Australian politician

Vernon Thomas Hauser (5 August 1928 - 11 September 2015), Australian politician, was a Member of the Victorian Legislative Council for Boronia Province from 1970–76 and for Nunawading Province from 1976-82 representing the Liberal Party. He was defeated at the 1982 election that saw the defeat of the Lindsay Thompson Liberal government and the election of a Labor Party (ALP) government led by John Cain Jr. (whom he went to school with and defeated at high school debates).

Hauser was educated at Carlton, Preston and Strathfieldsaye Primary Schools, Northcote High School, Bendigo High School; and at the Royal Military College, Duntroon. He was only 17 when his father died and had to leave Duntroon and return home to his family to support them. He started sweeping floors at Potter @ co in 1946 and was so diligent that Mr Potter (Ian) initialised his inclusion on the staff of his firm. He was subsequently elected a member of the Stock Exchange of Melbourne in 1960. He was president of Bell Potter Securities, and a member of many charitable committees, including the RSPCA.

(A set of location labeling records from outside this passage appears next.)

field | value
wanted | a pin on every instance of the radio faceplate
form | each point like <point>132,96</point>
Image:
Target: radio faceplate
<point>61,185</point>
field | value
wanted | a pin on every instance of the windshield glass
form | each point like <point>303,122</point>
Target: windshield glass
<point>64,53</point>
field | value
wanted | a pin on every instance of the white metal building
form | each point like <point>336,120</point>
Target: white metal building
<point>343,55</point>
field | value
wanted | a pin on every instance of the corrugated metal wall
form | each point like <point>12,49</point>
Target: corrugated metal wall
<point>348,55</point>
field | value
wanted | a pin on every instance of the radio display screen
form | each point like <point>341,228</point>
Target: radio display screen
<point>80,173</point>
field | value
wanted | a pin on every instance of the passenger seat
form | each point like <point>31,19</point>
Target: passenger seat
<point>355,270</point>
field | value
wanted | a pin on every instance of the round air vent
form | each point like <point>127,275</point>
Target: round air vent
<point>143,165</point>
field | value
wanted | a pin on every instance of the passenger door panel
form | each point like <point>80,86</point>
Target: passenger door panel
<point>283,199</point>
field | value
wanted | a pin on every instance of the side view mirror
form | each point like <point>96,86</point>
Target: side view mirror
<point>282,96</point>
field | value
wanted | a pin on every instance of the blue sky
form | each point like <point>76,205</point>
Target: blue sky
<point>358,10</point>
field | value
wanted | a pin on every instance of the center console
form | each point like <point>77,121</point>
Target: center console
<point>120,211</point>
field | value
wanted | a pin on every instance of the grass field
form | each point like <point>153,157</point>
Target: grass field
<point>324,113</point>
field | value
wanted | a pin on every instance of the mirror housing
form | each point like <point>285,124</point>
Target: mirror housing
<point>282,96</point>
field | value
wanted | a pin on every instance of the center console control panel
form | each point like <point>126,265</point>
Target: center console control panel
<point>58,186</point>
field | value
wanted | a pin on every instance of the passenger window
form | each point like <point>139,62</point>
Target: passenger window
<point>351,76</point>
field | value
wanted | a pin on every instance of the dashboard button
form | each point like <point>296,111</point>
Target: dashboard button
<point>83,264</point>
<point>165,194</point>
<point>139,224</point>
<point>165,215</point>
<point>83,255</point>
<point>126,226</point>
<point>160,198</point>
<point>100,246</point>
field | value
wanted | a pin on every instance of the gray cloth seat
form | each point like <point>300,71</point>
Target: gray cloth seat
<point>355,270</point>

He was President of the Victorian Young Liberals from 1950-52. In Parliament he was a member of the Standing Orders Committee from 1970–1973 and the Conservation of Energy Resources Committee from 1976-1982. He was an advocate of states rights and an opponent of greater powers to the federal government.

Hauser was married to Beverley Hogan (1929–1989). He has two sons - Stephen (1963–2010) and Simon (1964).